Saudi Arabia to primarily cut heavy oil production – BofA Merrill Lynch

2017-01-16

Saudi Arabia to primarily cut heavy oil production – BofA Merrill Lynch

Saudi Arabia, a producer of medium to heavy crude oil, should account for 40 per cent of the pledged cut, reducing output from 10.63 million b/d in November to 10.05 million b/d by 2Q17.

Crude oil light-heavy spreads have widened over the past couple of years following Saudi’s decision to engage in a market share war with the US shale industry.

The US shale oil industry lost 990 thousand b/d of production between 2Q15 and 4Q16, suggesting that the global crude slate turned more heavy throughout that period.
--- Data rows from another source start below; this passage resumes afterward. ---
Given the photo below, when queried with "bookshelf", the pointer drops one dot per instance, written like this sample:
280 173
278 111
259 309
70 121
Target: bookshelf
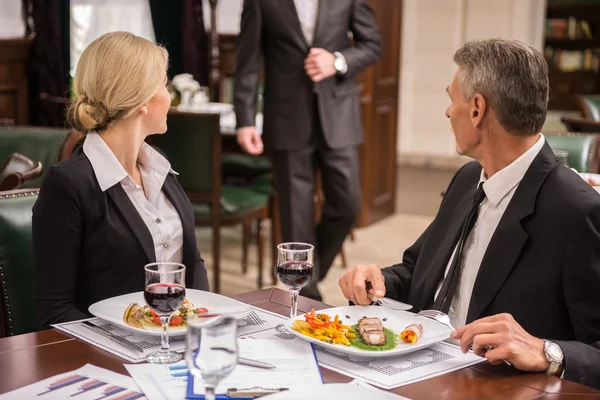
572 50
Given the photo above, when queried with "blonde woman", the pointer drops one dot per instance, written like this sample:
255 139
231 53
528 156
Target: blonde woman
115 204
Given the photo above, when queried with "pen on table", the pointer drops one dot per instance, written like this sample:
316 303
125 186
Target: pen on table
253 392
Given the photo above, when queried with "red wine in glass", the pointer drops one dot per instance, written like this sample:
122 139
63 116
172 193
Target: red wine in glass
164 298
295 274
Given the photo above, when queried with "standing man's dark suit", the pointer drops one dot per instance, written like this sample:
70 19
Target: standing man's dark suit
308 124
542 265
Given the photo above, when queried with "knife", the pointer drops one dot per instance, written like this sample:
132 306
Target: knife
387 302
112 336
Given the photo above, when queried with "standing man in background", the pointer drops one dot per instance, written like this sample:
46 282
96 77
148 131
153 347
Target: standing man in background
311 110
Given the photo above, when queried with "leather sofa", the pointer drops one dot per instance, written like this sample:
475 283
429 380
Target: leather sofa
17 314
36 143
583 149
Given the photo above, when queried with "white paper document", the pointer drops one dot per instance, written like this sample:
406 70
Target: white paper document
86 383
257 321
160 382
390 373
293 358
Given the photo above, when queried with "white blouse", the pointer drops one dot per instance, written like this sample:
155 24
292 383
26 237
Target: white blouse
154 207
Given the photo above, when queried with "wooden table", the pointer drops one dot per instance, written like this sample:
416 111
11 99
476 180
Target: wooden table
47 353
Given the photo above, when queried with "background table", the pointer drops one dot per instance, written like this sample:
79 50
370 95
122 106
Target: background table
26 359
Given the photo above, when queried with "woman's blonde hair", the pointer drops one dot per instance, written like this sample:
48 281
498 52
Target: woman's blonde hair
116 74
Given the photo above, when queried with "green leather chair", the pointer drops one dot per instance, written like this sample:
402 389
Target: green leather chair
193 145
582 149
38 144
590 106
17 314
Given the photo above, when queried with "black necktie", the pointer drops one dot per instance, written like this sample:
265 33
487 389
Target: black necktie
444 298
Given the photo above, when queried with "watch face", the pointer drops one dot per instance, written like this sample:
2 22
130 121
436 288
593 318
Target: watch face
338 64
554 352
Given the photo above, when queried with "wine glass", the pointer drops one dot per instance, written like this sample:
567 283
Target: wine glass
211 352
295 269
164 293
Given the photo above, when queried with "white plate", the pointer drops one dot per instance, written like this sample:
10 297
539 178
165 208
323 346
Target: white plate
112 309
334 391
433 331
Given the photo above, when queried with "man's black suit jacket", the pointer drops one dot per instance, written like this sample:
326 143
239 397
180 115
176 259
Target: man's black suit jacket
542 264
272 27
91 245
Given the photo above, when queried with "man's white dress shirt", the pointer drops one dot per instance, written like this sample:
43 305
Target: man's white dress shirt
307 14
499 190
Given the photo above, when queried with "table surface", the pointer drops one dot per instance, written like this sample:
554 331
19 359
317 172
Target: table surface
51 352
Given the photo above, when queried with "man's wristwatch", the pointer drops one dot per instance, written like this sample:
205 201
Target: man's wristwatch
555 357
339 63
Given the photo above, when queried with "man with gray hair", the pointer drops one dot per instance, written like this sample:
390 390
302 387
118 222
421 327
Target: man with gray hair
513 255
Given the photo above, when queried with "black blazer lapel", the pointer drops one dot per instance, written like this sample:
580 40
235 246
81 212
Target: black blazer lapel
133 218
321 18
435 273
510 237
177 197
292 16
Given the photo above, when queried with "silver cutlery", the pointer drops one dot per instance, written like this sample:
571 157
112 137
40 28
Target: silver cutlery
386 302
118 339
443 318
391 304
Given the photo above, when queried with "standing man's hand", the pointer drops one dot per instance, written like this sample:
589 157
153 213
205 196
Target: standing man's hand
250 140
354 284
319 64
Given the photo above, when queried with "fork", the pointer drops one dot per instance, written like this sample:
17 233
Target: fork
443 318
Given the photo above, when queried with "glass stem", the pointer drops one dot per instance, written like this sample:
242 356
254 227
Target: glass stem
209 392
294 301
164 337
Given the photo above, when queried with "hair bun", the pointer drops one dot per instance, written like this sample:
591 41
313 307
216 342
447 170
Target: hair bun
85 115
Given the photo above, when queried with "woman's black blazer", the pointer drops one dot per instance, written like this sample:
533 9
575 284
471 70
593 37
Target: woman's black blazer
91 245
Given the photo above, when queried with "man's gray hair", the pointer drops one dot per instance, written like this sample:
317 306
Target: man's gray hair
511 76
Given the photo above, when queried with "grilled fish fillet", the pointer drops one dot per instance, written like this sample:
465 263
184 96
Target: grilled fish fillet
371 331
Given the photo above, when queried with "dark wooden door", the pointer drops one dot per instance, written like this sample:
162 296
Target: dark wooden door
13 81
379 99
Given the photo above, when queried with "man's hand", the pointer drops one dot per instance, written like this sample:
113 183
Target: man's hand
250 140
353 284
499 338
319 64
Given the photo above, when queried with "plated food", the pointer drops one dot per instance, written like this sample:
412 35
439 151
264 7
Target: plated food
411 333
367 334
143 317
323 328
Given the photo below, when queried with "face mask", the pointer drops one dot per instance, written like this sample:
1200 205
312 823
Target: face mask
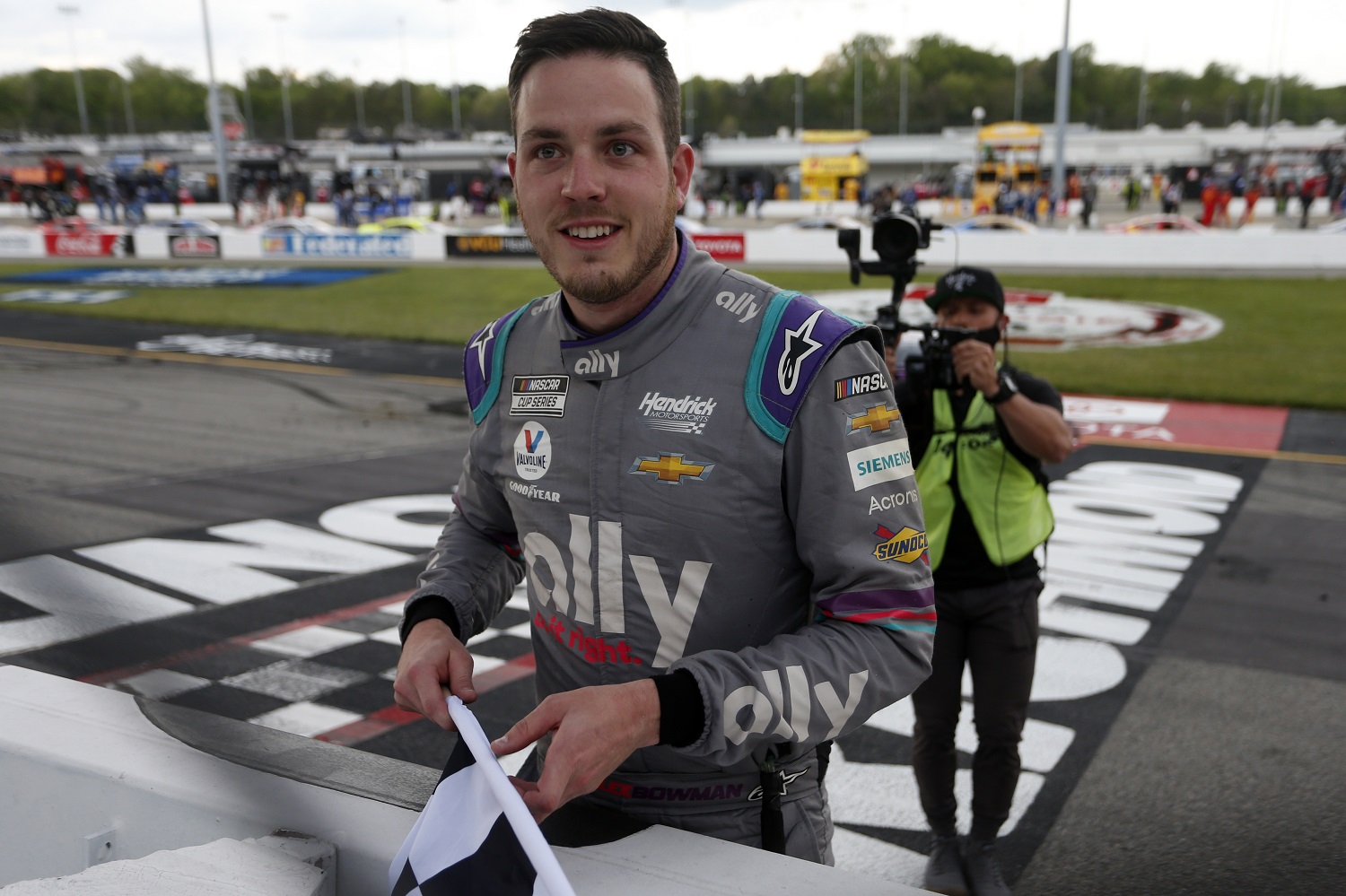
953 335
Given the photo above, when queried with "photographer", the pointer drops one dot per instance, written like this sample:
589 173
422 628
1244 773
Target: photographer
980 432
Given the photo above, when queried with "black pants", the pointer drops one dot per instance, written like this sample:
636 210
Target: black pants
993 631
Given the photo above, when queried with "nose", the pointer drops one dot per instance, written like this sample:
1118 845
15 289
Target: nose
583 178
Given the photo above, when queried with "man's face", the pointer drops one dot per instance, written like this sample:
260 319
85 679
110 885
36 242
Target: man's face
597 191
966 312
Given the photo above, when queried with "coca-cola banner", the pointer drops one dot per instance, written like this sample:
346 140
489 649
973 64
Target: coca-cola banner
194 247
89 245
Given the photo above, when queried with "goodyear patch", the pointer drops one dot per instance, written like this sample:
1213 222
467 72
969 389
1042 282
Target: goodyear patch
875 419
904 546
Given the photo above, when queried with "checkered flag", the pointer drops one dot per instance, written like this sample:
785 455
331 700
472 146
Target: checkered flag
476 836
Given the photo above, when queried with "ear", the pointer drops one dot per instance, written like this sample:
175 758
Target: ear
684 161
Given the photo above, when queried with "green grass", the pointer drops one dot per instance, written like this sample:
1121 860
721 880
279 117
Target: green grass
1280 344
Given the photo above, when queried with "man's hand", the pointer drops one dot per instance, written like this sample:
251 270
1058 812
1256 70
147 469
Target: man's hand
975 361
431 658
594 729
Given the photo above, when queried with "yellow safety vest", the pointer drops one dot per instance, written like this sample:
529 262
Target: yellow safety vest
1007 503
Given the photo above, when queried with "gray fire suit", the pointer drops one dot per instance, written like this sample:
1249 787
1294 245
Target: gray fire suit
723 487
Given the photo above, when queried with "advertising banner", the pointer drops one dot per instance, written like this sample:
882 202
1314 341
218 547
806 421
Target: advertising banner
89 245
194 247
338 245
489 244
19 242
721 247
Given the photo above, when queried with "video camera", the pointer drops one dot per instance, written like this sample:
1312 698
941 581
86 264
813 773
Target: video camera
896 239
933 368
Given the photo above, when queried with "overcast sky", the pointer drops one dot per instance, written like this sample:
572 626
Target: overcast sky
471 40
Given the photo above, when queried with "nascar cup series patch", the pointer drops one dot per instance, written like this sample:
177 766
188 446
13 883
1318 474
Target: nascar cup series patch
538 396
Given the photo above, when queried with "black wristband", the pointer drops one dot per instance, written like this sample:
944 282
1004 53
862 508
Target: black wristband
1009 389
431 607
681 708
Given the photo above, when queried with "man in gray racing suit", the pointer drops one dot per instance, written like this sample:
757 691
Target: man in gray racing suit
713 505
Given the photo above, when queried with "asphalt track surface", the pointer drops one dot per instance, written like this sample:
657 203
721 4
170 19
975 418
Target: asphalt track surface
1187 718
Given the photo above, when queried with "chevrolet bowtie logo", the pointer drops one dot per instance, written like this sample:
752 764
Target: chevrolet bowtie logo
877 417
670 468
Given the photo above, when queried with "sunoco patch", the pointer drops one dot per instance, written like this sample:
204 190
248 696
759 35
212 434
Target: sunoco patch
540 396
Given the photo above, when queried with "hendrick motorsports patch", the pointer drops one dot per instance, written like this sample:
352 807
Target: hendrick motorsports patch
196 276
1052 320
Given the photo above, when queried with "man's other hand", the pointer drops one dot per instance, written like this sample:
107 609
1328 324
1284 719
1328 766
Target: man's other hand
594 729
433 658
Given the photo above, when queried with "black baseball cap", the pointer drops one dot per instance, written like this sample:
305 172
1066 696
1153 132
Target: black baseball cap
977 283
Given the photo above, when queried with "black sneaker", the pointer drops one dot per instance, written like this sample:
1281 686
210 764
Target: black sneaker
982 868
944 869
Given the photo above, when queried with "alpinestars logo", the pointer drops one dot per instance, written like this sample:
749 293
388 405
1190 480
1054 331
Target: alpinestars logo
677 414
479 344
598 362
799 344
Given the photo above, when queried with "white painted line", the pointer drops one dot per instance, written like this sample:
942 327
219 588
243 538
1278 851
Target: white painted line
295 680
309 640
161 683
306 720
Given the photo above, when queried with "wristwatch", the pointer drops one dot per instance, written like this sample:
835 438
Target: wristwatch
1009 389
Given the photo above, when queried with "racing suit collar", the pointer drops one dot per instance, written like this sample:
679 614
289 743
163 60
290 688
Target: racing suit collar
642 338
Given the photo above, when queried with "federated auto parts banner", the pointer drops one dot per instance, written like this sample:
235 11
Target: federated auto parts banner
489 244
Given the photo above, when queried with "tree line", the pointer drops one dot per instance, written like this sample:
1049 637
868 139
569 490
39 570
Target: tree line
941 80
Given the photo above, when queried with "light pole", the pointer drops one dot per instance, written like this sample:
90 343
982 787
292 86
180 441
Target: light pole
74 65
284 77
452 69
131 113
858 83
215 126
252 132
406 85
360 101
1058 167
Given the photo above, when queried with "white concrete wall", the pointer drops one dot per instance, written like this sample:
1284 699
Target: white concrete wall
1214 253
78 761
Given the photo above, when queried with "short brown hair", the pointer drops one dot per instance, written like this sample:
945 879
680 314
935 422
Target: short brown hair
608 34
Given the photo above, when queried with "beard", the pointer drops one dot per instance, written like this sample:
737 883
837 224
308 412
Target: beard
595 285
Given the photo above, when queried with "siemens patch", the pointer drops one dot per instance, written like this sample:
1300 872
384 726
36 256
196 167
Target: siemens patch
852 387
541 396
886 462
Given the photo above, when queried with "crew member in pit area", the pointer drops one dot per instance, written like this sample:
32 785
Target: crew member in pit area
979 451
681 460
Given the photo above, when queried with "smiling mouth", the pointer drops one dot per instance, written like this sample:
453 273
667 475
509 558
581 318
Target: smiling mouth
591 231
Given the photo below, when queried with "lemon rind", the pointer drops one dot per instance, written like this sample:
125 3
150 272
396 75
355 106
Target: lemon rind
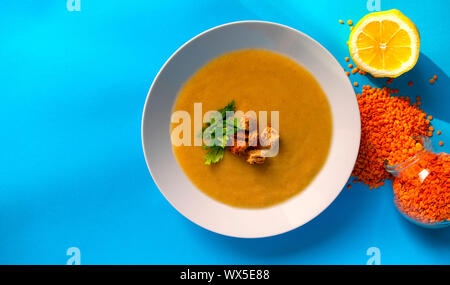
404 24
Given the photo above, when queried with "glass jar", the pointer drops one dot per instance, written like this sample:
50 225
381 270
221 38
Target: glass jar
421 186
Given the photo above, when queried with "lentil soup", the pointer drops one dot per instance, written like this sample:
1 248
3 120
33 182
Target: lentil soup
259 80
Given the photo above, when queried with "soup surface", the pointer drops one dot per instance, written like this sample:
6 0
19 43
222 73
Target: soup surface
258 80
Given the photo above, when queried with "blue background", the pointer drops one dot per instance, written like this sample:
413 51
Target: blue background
72 171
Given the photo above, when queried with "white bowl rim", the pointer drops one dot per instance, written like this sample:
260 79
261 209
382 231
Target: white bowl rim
245 235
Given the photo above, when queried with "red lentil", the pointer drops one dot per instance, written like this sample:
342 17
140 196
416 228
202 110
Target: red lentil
388 124
425 200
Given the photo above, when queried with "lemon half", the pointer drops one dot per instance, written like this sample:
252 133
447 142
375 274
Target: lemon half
385 44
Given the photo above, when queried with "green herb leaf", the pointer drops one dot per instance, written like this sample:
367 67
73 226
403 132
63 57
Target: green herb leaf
214 155
216 152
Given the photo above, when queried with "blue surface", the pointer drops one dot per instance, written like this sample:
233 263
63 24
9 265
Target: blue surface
72 172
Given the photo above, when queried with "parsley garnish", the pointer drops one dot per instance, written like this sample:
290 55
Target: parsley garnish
217 148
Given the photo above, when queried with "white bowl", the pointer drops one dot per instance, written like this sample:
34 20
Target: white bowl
216 216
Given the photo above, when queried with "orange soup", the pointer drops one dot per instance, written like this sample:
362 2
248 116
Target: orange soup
259 80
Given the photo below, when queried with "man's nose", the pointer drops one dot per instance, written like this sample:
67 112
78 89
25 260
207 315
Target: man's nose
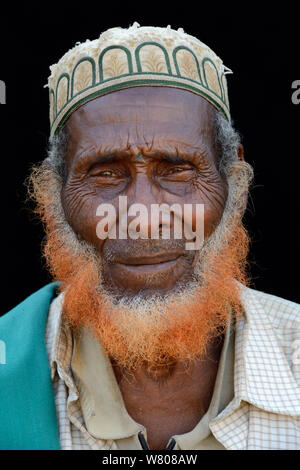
143 199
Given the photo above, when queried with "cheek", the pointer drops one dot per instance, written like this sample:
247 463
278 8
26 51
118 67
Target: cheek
213 195
80 207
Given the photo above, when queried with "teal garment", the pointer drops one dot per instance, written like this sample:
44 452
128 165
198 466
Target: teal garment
27 407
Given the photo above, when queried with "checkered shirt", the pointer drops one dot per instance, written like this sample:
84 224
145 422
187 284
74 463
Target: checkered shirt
265 411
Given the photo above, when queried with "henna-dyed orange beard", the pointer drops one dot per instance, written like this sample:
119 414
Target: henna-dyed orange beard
158 332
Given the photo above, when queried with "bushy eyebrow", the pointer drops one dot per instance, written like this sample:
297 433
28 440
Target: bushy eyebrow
177 156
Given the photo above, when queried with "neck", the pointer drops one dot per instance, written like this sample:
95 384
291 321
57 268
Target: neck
172 399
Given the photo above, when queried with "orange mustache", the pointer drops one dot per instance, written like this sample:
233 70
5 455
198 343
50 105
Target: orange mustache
180 333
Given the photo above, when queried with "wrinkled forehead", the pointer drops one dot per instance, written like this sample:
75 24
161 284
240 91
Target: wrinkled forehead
148 112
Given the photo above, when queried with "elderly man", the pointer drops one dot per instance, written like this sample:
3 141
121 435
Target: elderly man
149 344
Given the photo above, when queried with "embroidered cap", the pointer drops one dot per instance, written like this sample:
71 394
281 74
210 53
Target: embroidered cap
137 56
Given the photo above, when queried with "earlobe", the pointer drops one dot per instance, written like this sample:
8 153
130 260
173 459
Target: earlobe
240 152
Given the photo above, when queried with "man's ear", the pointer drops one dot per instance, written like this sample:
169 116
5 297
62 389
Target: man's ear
240 152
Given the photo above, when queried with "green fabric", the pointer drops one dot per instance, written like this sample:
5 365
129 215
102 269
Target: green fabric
27 407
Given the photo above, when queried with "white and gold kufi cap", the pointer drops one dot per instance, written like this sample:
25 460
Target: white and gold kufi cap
123 58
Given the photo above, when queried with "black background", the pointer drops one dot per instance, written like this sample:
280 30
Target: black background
258 41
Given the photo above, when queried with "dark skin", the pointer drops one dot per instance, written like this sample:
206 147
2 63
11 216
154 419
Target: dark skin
154 145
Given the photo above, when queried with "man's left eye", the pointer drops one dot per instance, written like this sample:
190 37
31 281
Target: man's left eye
177 169
103 173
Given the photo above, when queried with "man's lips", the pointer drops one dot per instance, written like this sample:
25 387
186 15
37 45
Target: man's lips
149 264
148 259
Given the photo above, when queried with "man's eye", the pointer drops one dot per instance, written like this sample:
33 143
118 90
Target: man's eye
177 169
103 173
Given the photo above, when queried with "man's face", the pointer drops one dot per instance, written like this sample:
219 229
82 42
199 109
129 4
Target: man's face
153 145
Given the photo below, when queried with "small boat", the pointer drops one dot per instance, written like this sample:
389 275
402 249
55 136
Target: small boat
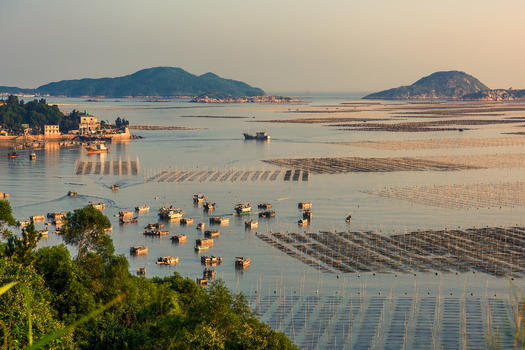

Over the past 25 years, Saudi deliberately cut its crude production in 1999, 2002 and 2009. In each of these three episodes, the share of light crude production has increased at the expense of medium grade output. The historical pattern to sell more profitable (light) grades should be no different or even more pronounced this time around as the kingdom needs to maximize its revenues in this low price environment.

Saudi crude exports to the US have already decreased significantly in December, against the seasonal patterns.

Output in Libya, the main producer of light-sweet crude in the region has seen a remarkable rebound from 280 thousand b/d in August 2016 to almost 700 thousand b/d this month. Bank of America Merrill Lynch expects crude output to reach 900 thousand b/d by the end of the year as Libya, together with Nigeria is exempt from the OPEC deal. However, this number could be reached much earlier.

Growing light crude oil supplies combined with fewer medium to heavy barrels will mechanically lead to a structural narrowing in the light-heavy crude spreads around the globe. In fact, the Brent-Dubai spread already narrowed since 2Q16 on strong buying interest of Middle Eastern crudes from Asian refiners and has recently reached the lowest level since October 2015.

Brent-Dubai forward spreads are currently trading at a premium to spot spreads but this trend should reverse in the coming weeks.

“As we highlighted early last year, crude oil light-heavy spreads have widened over the past couple of years following Saudi’s decision to engage in a market share war with the US shale industry. Surging OPEC output has increased the availability of medium to heavy crude grades while US light sweet production was forced to shut down on unsustainable economics. Now the tables are turning. On November 30, OPEC agreed to cut output and some non-OPEC nations followed suit on December 10, setting the stage for another shift in global crude oil gravity. Saudi Arabia, a producer of medium to heavy crude oil, should account for 40 per cent of the pledged cut, reducing output from 10.63 million b/d in November 2016 to 10.05 million b/d by 2Q17,” said the report.

“The key question is whether Saudi will cut output evenly among its three main crude grades or favor some over others. The historical pattern to sell more profitable (light) grades should be even more pronounced this time around as the kingdom needs to maximize revenues in this low price environment. Elsewhere, whether it is Libya, the US, Russia or even Canada, the share of light oil relative to medium oil supplies is poised to increase in the coming months. For US refiners, the average crude slate is set to return to the patterns seen during the shale oil boom and become lighter. In fact, given the narrowing light-heavy spreads, and potential tax reform on imports and exports from the new administration, US refiners may be encouraged to import less crude, process a lighter crude slate and export more gasoline to meet growing EM demand.

“In our view, such a shift in the global crude quality is not fully reflected in the market at the moment. Brent-Dubai forward spreads are currently trading at a premium to spot spreads but this trend should reverse in the coming weeks. Similarly in the US, the LLS-Mars spread has more room to tighten in our view, especially in 4Q17, when demand for distillate products picks up seasonally. Naturally, our view implies that OPEC complies with its pledged curtailments, and that WTI crude oil prices increase to the mid to high $50’s, allowing US light-sweet production to rebound gradually.”